This felt like the weekend that would not end. For real. Not completely in a bad way, it just felt long. Like time had been suspended. That's not usually the case.
On Saturday I took the kids to Walmart (we had a gift card and needed milk and bread. I waved sadly at Target as we drove by). I know. Both kids. To the store. By myself.
But I figured that since Katie is usually so easy to take anywhere, I could handle Jake if he got fussy. Hmph.
And things worked great for about the first 10 minutes... mostly because I bought an 8 pack of miniature Hershey's bars and shared with the kids as we we
Things were great until Katie got out of the cart to try on some sandals and cute white shoes. She was having so much fun "on the outside" that Jake started to fuss because he wanted down. And by then, my distraction wasn't as exciting as the possibility of freedom.
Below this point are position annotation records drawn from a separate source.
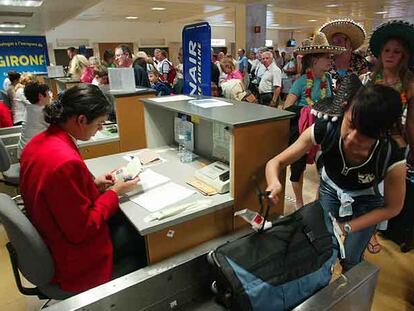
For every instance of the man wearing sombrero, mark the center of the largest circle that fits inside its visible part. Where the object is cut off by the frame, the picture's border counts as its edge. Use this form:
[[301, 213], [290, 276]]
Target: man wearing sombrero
[[313, 85], [350, 35]]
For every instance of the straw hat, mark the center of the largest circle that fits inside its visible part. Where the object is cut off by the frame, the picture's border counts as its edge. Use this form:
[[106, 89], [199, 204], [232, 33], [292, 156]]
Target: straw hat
[[333, 106], [354, 31], [319, 44], [392, 29], [142, 54]]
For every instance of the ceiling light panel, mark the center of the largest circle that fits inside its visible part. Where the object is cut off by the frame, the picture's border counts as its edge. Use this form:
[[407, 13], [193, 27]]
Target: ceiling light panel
[[6, 32], [25, 3], [12, 25]]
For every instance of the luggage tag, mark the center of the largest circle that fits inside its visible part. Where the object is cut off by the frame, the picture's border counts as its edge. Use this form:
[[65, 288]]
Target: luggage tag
[[338, 235]]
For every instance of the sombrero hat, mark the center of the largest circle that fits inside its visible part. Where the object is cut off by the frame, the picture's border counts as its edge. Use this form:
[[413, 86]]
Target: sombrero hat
[[333, 106], [354, 31], [319, 44], [392, 29]]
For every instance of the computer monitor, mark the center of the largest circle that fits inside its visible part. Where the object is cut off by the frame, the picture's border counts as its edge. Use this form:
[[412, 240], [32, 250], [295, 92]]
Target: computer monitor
[[291, 43]]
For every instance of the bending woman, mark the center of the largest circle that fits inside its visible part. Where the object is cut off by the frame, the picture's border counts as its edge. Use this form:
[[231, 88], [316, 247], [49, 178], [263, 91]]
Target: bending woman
[[353, 150], [77, 215]]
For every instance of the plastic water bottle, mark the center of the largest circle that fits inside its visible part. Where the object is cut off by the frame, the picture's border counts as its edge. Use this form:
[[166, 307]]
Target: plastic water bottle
[[184, 137]]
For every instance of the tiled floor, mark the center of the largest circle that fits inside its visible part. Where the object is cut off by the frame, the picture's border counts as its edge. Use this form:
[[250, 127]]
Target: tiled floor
[[395, 288]]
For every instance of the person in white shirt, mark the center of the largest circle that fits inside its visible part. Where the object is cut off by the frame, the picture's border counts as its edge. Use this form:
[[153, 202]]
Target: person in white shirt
[[38, 96], [6, 84], [123, 56], [271, 81], [164, 65], [19, 101]]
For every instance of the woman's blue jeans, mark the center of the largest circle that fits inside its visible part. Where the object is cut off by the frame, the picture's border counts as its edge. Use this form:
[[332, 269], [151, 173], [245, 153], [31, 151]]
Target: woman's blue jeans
[[356, 242]]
So I held him while Katie finished up (while he pretended that his head had gotten so heavy he was unable to support it on his tiny baby neck and he flopped over to the side. Luckily he's pulled this before. Luckily-er I've been working out so my arms have gotten strong enough to take this in stride. He kinda leans at a funny angle till I can get him upright but at least he didn't go crashing to the floor.) I finally got him to sit in the basket while we walked to the front of the store. We turned to the right to go to the home stuff and clearance when Katie decided she wanted to hold on to the outside of the cart and ride on the bottom rail.
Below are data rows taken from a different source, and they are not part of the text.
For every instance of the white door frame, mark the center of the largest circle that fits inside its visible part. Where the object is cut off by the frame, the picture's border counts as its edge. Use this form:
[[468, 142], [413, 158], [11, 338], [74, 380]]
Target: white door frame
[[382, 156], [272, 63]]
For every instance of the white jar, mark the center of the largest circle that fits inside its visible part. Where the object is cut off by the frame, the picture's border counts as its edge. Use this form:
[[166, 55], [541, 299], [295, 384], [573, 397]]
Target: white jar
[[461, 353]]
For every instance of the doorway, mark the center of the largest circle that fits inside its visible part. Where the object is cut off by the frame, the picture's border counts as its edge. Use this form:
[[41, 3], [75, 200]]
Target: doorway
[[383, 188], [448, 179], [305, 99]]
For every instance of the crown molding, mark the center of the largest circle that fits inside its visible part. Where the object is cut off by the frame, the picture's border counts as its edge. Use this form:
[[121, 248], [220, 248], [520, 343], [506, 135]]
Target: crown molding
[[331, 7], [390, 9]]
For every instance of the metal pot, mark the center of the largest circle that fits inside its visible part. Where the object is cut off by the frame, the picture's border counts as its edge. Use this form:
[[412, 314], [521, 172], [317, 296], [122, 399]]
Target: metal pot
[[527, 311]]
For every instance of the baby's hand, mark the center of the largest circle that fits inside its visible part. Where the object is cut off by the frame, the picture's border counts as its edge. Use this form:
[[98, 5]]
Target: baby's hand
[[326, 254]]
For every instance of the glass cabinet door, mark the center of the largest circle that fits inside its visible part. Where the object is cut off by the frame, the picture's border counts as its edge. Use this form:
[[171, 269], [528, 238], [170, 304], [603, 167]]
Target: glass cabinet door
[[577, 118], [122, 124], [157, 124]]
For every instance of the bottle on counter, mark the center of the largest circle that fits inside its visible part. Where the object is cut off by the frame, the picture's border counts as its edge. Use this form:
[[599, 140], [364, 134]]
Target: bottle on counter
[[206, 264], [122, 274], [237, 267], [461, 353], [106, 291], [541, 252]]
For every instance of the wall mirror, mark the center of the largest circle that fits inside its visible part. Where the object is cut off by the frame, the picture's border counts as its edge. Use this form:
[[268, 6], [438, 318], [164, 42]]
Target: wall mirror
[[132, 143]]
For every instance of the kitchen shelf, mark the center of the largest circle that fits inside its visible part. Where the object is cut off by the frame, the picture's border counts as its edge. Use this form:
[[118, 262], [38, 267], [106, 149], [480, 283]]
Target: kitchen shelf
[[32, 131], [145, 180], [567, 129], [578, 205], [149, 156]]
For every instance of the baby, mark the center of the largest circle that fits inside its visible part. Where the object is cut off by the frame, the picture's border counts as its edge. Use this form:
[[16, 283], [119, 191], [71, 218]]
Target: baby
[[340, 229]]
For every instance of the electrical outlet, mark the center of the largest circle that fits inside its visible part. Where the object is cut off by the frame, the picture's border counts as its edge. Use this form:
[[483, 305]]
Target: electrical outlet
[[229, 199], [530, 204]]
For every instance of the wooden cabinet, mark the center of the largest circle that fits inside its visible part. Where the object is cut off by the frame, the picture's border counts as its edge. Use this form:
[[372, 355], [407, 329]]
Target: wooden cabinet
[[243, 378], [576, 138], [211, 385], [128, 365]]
Now, normally I let her do this. We haven't had any accidents since the time when she stepped off of the cart at Kohls and got run over... resulting in some pretty serious laughing (me) and alot of irritation and stomping of feet (Katie) when someone (me) just couldn't stop laughing. But it was sooooo funny that I just couldn't help myself. Anyway, after that we instituted the "tell me before you need to get down... you ride at your own risk" rule. No problem since then. And if she looks like she's getting uncomfortable, I just remind her about "that time she got run over" and she holds tight until I can bring the "ride" to a complete stop.
Well, this wasn't a normal time. Jake was in the basket and he looked like he was about to get a little rambunctious so I really had to keep an eye, and possibly a hand, on him so I could catch him if I needed to (I really need one of those child leashes) and I had to say no because I didn't think I would be able to watch her well enough to see if she needed the "carts hurt when they run you over" reminder. So I said no.
And it happened.
My sweet girl. The sweet, precious, well-behaved girl I know and love... well, she actually screeched at me! A loud, high pitched scream. And then she started to tell me LOUDLY that she wants to ride on the cart and that I'm a mean mommy.
I figured out pretty quickly that our trip was at an end so (after I picked her up, still steaming and crying, and put her in the cart with Jake) we headed to the checkout where she cried and cried some more. Jake did not like having her in the basket with him so I had to hold him while he had another heavy head moment.
So to recap: I was listening to Katie crying, trying to balance Jake in my arms, digging for my gift card, waiting for the register lady to call the key master because the gift card didn't process correctly the first 6 times she tried it, and finally we escaped. Not fun.
I expected to listen to this all the way home but once we got outside it was like the clouds parted and my children turned back into their usual sunshine-and-candy sprinkle selves. We loaded up and on the way home had a very interesting conversation...
Katie: Mommy, you know why I was so crabby at the store?
Mommy: Not really. Why were you so crabby?
Katie: I was very tired and it makes me cranky.
Mommy: Well, that's good to know because if you're tired and cranky, you can go to bed right away when we get home.
Katie: Well, there were four reasons I was so crabby mommy.
Mommy: Oh, really. What were they?
Katie: I not tired now mommy. I wanted to leave and go home.
Mommy: Oh. *sigh*
Then Jake started to cry. And Katie complained that Jake was crying. Then I turned the radio up and she complained that it was too loud because she was trying to sleep.
At this point I decided to give myself a mommy time out. This only means that I don't have to respond to the whining... I do still have to listen to it.
Katie did end up going to bed early on Saturday night... but not early enough for mommy.
Sunday we went to a Norwex party. She was a gem. Her usual self.
Sunday night? Same wonderful kid. I mean, she and Jake were reading together by themselves!
I guess she can't be sweet without some of the sassy. Kinda like that commercial with the sweet and sour candy.
But if she cuts my hair while I sleep... she's going to time out. And it made me realize how lucky we are that she's mostly sweet and only a little sour.